In una stupenda Cefalù, dall’incantevole e calda atmosfera natalizia, pervasa da luci e musiche tradizionali, è stata allestita, all’Ottagono Santa Caterina, una mostra d’arte presepialedell’artista Giuseppe Volpe. La mostra, organizzata dal Comune di Cefalù, è inserita nell’evento La via dei presepi 2019 “Come i Magi seguiamo la Stella”.
La mostra è stata inaugurata domenica 8 dicembre, alla presenza di S.E. il Vescovo della Diocesi di Cefalù, Giuseppe Marciante e del Sindaco della Città di Cefalù, dr. Rosario Lapunzina.
All’allestimento della mostra espositiva, rilevante il tocco dell’artista cefaludese Rosalia Liberto. I versi della dolcissima e melodiosa “Ninnaredda” cefaludese, riportati dalla Liberto sulle pareti dell’Ottagono, accompagnano il percorso dei presepi.
L’artista ha rappresentato l’evento sacro, collocandolo in diverse ambientazioni, dove, i contenuti religiosi e le tradizioni, entrano con forza e vengono percepiti con profonda emozione.
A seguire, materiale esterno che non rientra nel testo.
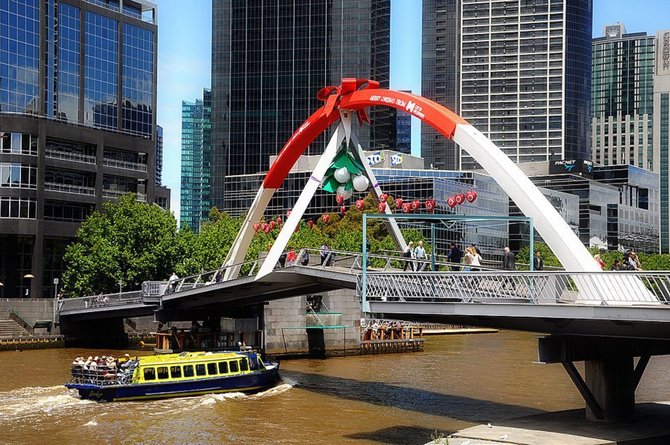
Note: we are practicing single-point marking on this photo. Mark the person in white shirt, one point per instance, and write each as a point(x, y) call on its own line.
point(420, 256)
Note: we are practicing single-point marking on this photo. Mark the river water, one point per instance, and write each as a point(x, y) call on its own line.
point(459, 381)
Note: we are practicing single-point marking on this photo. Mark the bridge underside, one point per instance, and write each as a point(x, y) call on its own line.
point(608, 339)
point(641, 322)
point(248, 291)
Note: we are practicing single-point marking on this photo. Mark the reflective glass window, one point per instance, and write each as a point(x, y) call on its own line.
point(19, 56)
point(101, 71)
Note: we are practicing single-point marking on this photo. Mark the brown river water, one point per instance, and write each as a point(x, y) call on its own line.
point(459, 381)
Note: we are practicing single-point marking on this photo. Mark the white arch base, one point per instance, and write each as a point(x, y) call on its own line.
point(549, 224)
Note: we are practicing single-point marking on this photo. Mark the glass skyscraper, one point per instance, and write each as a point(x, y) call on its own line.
point(196, 154)
point(622, 98)
point(662, 130)
point(518, 70)
point(77, 125)
point(270, 58)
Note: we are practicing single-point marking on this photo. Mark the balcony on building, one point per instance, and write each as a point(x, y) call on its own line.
point(73, 182)
point(116, 186)
point(70, 151)
point(125, 160)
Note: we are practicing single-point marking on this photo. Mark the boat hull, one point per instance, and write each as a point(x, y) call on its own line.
point(247, 383)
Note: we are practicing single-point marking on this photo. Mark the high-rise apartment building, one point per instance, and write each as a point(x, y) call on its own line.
point(518, 70)
point(77, 125)
point(269, 59)
point(159, 155)
point(622, 98)
point(661, 131)
point(196, 154)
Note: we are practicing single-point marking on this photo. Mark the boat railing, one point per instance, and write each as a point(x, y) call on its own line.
point(102, 376)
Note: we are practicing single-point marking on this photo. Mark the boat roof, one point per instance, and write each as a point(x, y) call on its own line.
point(188, 357)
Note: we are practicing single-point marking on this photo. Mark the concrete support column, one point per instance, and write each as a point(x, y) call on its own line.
point(612, 383)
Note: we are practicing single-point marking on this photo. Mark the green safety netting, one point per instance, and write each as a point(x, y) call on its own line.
point(343, 159)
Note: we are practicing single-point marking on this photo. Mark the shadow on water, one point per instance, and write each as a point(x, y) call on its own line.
point(400, 435)
point(412, 399)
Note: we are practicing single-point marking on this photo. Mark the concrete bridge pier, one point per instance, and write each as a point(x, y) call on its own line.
point(98, 333)
point(612, 383)
point(611, 375)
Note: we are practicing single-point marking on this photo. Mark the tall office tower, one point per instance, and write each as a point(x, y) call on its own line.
point(662, 130)
point(77, 125)
point(622, 98)
point(440, 74)
point(196, 155)
point(159, 155)
point(403, 126)
point(270, 58)
point(525, 74)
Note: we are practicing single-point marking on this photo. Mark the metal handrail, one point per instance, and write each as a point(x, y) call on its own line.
point(76, 157)
point(125, 165)
point(100, 301)
point(67, 188)
point(602, 288)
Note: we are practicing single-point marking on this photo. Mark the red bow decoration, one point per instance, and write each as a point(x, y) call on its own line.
point(333, 95)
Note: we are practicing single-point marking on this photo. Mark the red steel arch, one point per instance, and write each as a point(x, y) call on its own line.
point(356, 95)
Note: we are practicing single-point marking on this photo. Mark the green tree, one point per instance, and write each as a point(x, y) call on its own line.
point(128, 241)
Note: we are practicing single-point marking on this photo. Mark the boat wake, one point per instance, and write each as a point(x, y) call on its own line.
point(37, 401)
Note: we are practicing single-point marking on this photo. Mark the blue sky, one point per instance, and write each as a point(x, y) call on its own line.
point(184, 58)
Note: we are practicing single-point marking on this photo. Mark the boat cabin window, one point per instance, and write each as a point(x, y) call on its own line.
point(149, 373)
point(162, 373)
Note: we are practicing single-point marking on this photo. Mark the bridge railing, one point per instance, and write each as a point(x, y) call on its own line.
point(100, 301)
point(159, 288)
point(601, 288)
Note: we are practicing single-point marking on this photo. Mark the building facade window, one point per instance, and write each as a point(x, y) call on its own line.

Ponendo l’accento sul significato cristiano del presepe, spiega l’artista, “… ho cercato, in ogni opera, di rappresentare l’intensità dell’atmosfera venutasi a determinare a Betlemme in quella Notte Santa, davanti ad un esserino venuto al mondo, coperto solamente da un batuffolo d’amore. E, forse, è per immaginare quella meravigliosa Notte Santa, così intrisa di sentimenti, che ogni artista cristiano, continua Giuseppe Volpe, sente il desiderio di rievocare, attraverso la costruzione di un presepe, realizzato in un modo proprio e, del tutto personale, quell’evento significativo e decisivo per l’intera umanità. Forse , per ogni autore, il presepe rappresenta un bisogno di rinnovamento interiore, un bisogno catartico che faccia realizzare un mondo di serenità e di fratellanza universale, privo di ogni forma di odio e di prevaricazione, che ci faccia, insomma, diventare migliori”.
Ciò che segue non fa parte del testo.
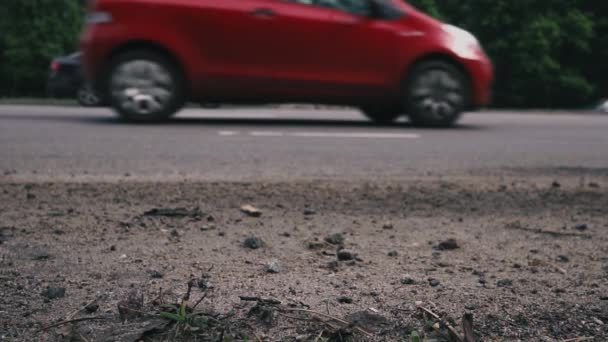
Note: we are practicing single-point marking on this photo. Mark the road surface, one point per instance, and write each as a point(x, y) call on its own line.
point(284, 144)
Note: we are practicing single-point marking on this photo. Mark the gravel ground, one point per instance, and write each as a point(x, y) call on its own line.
point(528, 258)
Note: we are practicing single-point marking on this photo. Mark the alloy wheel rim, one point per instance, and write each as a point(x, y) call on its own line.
point(143, 87)
point(437, 94)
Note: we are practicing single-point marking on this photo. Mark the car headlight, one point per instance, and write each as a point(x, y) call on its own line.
point(462, 42)
point(98, 18)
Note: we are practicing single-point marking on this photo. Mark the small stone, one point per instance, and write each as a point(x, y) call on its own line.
point(581, 227)
point(207, 227)
point(251, 210)
point(345, 300)
point(272, 266)
point(333, 265)
point(315, 244)
point(434, 282)
point(42, 256)
point(447, 245)
point(345, 255)
point(563, 258)
point(156, 275)
point(335, 239)
point(387, 226)
point(54, 292)
point(253, 242)
point(504, 283)
point(91, 308)
point(408, 280)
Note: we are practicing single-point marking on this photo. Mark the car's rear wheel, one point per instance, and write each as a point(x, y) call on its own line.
point(383, 114)
point(435, 94)
point(145, 86)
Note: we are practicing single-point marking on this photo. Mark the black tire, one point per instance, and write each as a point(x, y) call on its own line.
point(153, 102)
point(435, 94)
point(382, 114)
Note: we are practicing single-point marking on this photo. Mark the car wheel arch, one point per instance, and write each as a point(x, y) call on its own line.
point(147, 45)
point(437, 56)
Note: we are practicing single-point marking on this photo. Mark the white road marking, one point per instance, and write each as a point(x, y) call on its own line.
point(366, 135)
point(267, 134)
point(363, 135)
point(228, 133)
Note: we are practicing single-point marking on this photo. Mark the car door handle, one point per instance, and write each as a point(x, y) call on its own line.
point(263, 12)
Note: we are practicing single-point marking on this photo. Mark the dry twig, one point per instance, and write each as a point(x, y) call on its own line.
point(446, 324)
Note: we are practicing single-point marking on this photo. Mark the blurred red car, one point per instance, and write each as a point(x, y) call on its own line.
point(148, 57)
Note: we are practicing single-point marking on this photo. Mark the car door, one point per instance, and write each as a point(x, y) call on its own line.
point(362, 55)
Nei presepi di Giuseppe Volpe, la famiglia di Nazareth diventa un modo per riflettere e soffermarsi sui valori fondanti dell’uomo. Così il piccolo Gesù nasce sulla prua di un “peschereccio” dove, sullo scafo, spicca, scritto in arabo, il nome “Speranza” e, idealmente, con rotta verso Lampedusa, per promuovere, nel rispetto dell’alterità, la cultura dell’accoglienza e della inclusione sociale.
Sul proscenio di un “teatro” troviamo Gesù appena nato, a simboleggiare che la sua presenza è di scena nel teatro della nostra vita.
Troviamo ancora Gesù Bambino nella stalla di un “borgo”,con le vie fasciate da una magica e ammaliante atmosfera della Notte Santa che arriva.
Ecco la Natività in un “deserto”, a significare che Gesù Bambino va accolto in un cuore che non sia un deserto arido, dove il silenzio, l’indifferenza e l’odio, umiliano la dignità della persona umana.
Osserviamo la Sacra Famiglia tra i ruderi di un “tempio” del passato, per una fiduciosa e migliore ricostruzione del tempio del futuro.
Il Re della Storia nasce, infine, in una ambientazione araba,ma, ovunque, ad unire il mondo “vicino” e “lontano”.
Troviamo la Natività tra le macerie di Amatrice in linea con il principio di solidarietà verso chi è in ginocchio e ha bisogno di una mano per rialzarsi.
Ritroviamo la Sacra Famiglia anche tra gli orrori di Auschwitz. Un presepe di grande portata simbolica, che vuole ricordare la shoah e le leggi raziali; un momento di riflessione collettiva, messaggio di dialogo tra religioni e popoli, di integrazione, di pace e di speranza, monito all’umanità tutta perché lo sterminio di un popolo non si ripeta mai più. L’autore ha pensato di apporre sull’opera le parole di un’anonima scritta, rinvenuta sul muro di una cantina di Colonia, dove alcuni ebrei si sono nascosti per tutta la durata della guerra, un modo per rendere omaggio alla forza d’animo e al coraggio di chi, anche in situazioni terrificanti, riuscì a mantenere intatti la dignità e la fede. “Credo nel sole, anche quando non splende; credo nell’amore, anche quando non lo sento; credo in Dio, anche quando tace ”.
La mostra sarà visitabile fino al prossimo 6 gennaio, dalle ore 17,00 alle ore 20,00.